6a architects employed a checkerboard language to the sloping facade of both its buildings, which are more-or-less identical. “If you do two buildings and one is better than the other, shouldn’t you just do the better one twice?” Tom Emerson, co-founder of 6a, told me earlier this year. Fellow co-founder Stephanie Macdonald describes the buildings as “pop warehouses” inspired by American artist Richard Artschwager’s use of Formica and other disregarded materials, which he used to make much more elegant artworks. This translates to a thin, diagrid facade which evokes the flat surfaces more aligned with commercial construction, framed here in a more playful setting.

a basketball court atop a tower at the greenwich design district
A sky-high basketball court tops Architecture 00’s contribution (Taran Wilkhu)

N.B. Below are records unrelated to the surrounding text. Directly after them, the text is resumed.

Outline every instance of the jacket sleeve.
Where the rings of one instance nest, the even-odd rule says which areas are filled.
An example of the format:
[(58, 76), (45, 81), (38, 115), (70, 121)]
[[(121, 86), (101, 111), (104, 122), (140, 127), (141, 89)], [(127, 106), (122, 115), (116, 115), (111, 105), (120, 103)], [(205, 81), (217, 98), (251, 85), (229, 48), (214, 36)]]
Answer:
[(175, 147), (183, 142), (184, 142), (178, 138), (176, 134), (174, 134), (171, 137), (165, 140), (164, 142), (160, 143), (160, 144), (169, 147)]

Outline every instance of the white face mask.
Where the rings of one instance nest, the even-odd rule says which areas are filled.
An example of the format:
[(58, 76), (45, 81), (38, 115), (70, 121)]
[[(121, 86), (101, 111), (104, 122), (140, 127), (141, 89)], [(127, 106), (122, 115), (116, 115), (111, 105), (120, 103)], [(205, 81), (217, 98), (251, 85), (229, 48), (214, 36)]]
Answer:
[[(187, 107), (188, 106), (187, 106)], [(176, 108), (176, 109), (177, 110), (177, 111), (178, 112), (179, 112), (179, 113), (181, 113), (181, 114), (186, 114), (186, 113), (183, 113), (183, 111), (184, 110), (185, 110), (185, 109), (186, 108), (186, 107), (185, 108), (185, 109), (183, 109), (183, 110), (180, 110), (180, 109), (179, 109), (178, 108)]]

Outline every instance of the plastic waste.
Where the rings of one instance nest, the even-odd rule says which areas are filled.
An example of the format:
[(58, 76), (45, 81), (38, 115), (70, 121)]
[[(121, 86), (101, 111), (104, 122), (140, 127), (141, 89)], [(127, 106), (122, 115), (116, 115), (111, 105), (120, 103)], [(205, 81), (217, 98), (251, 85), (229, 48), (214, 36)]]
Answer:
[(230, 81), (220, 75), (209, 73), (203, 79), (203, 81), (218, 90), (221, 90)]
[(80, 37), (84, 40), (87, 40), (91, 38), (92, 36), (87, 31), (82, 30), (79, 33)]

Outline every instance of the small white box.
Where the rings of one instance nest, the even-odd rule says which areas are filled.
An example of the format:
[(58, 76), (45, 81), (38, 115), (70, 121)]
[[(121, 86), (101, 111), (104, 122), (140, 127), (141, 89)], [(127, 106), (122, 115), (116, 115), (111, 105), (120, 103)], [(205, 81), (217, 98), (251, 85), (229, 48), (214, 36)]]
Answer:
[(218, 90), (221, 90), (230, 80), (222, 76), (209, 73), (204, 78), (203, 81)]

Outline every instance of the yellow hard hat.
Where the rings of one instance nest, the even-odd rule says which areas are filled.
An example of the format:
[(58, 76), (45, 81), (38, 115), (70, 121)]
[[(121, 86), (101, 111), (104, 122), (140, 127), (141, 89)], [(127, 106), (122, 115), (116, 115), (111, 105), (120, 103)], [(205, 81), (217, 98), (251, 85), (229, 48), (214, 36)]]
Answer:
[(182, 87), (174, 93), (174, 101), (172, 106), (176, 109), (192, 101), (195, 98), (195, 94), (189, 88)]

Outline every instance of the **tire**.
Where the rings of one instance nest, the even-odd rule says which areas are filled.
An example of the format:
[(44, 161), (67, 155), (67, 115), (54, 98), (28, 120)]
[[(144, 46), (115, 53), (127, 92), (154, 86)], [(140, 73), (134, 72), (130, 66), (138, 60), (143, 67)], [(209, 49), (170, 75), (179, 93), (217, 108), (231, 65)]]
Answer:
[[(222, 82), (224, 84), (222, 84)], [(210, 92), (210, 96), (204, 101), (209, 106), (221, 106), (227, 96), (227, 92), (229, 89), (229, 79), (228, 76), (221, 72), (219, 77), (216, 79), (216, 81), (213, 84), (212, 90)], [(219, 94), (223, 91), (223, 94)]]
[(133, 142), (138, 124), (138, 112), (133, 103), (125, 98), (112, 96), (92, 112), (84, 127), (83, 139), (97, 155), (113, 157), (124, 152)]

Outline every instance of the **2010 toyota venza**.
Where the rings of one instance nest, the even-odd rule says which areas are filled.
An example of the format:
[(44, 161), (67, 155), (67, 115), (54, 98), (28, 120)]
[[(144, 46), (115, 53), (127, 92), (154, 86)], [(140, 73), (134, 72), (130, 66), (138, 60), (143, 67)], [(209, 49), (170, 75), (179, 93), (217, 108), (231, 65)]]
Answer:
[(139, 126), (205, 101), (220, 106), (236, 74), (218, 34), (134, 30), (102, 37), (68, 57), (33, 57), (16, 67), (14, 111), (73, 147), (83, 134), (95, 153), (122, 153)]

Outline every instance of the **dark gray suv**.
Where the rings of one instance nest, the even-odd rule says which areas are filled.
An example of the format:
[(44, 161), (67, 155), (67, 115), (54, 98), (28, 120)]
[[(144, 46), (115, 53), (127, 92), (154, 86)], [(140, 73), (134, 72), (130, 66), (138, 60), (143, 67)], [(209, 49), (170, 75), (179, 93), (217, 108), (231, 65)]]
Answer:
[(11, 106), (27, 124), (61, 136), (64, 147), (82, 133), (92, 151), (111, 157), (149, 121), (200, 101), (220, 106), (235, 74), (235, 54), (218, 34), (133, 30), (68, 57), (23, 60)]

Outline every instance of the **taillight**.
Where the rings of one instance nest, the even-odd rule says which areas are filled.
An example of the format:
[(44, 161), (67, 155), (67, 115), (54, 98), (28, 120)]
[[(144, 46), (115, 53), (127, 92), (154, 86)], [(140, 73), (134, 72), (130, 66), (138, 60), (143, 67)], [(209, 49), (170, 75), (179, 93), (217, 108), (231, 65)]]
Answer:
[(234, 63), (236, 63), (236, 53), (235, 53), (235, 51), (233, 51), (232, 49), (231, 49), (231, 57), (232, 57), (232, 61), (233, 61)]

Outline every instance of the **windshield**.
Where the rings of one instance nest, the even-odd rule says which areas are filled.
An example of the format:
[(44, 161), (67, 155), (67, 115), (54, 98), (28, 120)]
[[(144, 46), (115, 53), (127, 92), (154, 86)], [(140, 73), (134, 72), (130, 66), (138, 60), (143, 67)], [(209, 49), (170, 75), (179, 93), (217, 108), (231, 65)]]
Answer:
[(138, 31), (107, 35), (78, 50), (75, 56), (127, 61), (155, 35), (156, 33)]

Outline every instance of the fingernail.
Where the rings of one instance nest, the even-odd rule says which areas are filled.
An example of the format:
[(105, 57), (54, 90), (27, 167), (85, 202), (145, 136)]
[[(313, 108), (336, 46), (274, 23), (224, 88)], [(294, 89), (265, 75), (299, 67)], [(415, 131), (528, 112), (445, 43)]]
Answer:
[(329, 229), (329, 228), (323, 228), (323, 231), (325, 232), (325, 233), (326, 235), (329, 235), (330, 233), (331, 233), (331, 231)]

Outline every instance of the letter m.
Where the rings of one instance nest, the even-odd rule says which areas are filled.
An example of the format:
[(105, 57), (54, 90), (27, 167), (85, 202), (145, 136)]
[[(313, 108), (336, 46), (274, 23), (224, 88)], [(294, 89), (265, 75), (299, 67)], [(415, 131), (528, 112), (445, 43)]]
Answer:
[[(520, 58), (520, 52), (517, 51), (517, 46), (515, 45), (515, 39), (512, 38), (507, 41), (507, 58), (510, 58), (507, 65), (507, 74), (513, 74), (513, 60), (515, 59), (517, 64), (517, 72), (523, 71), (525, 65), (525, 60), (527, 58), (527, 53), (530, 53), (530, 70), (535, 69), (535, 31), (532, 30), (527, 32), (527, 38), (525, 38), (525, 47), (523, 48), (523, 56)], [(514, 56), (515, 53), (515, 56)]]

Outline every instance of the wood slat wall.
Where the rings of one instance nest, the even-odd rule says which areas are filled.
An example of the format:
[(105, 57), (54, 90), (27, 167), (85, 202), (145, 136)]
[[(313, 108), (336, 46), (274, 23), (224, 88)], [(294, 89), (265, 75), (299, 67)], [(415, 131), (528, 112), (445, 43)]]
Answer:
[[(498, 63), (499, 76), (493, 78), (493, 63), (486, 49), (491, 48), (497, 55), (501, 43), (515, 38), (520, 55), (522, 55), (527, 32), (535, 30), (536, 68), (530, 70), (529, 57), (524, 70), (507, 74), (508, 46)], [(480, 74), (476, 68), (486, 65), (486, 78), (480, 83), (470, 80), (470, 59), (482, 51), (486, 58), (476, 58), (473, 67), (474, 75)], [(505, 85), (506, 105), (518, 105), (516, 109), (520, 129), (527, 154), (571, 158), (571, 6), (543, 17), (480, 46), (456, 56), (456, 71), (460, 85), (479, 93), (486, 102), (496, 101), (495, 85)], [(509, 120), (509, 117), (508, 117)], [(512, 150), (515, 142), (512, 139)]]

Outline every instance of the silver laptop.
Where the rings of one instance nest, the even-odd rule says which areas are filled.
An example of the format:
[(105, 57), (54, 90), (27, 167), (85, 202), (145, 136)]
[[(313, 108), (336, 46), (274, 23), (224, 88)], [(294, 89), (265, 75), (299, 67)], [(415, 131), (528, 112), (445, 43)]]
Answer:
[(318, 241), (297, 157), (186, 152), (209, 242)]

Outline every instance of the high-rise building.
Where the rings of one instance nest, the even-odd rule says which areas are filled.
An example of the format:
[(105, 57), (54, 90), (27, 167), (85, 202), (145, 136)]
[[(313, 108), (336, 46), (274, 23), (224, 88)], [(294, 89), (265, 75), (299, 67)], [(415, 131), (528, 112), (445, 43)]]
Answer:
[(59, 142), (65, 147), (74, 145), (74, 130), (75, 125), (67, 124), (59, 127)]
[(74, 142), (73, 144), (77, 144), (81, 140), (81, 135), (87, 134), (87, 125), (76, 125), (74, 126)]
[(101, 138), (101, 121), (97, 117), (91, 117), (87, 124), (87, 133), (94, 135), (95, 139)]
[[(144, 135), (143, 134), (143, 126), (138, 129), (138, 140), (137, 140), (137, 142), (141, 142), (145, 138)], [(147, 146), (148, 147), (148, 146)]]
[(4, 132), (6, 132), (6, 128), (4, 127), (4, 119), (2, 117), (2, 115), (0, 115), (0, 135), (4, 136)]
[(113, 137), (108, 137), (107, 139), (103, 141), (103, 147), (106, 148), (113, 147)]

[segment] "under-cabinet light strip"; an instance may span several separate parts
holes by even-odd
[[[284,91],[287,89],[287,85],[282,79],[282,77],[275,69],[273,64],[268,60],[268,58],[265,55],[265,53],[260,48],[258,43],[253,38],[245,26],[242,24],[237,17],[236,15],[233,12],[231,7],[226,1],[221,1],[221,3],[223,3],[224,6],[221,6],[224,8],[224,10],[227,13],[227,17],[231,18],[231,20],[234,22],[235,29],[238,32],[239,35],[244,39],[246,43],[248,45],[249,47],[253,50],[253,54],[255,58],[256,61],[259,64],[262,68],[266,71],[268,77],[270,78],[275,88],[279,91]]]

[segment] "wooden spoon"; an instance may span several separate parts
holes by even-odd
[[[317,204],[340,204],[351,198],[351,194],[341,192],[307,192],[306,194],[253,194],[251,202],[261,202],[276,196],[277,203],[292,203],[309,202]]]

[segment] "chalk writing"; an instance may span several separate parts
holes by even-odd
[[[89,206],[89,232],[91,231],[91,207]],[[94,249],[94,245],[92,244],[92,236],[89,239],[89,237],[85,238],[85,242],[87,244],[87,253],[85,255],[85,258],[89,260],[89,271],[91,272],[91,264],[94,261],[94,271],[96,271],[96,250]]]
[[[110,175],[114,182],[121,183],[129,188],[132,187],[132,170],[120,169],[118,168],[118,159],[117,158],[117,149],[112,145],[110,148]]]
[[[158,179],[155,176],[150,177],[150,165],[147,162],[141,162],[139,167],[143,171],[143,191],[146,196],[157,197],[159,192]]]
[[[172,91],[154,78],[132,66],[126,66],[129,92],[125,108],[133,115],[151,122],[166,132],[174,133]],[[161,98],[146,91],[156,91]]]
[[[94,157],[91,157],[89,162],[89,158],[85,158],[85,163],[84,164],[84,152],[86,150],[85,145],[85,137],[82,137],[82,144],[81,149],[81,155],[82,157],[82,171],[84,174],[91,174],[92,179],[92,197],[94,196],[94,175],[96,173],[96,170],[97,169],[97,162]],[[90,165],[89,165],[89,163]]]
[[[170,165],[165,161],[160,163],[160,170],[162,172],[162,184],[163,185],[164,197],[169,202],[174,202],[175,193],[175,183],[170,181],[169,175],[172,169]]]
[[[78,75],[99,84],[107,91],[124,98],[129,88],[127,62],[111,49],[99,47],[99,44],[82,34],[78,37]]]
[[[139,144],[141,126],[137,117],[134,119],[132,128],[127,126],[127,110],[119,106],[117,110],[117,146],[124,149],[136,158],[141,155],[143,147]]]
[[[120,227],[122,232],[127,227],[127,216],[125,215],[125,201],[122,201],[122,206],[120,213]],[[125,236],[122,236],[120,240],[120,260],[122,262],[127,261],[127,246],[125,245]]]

Actual play, meanwhile, can be had on the roof of Architecture 00’s structure across the plaza. The top layer boasts a basketball court with incredible views onto the financial towers of Canary Wharf across the river. The building’s most striking feature is the stainless-steel mesh which shrouds it entirely. Alarmingly, no balustrade can be seen, though David Saxby of 00 isn’t perturbed.

“Everyone thinks a building needs a balustrade,” he told AN. “The metal mesh sits tightly to the building, there’s no risk of falling.” For 00, the project was about creating the sense of enclosure using the least means possible, letting the creative activities inside being part of its “theatre.” Circulation has been pushed to the outside (or inside, depending on your definition with the mesh) with visitors able to reach the court without disturbing those in offices. “To be so extraordinarily open is a liberating experience,” Saxby added.

Knight Dragon expects 1,800 creative types to end up populating the Design District. Not all of it is finished, though tenants have begun to move into the completed buildings already; all buildings, AN was told, will be complete by the end of the year. This successful, though miniature master plan is part of a much wider, $11.44 Billion, regeneration scheme from Knight Dragon which it initiated in 2012. More than just a Design District, 17,500 homes and 753,500 square feet of office space comprise the plan for the 197-acre site.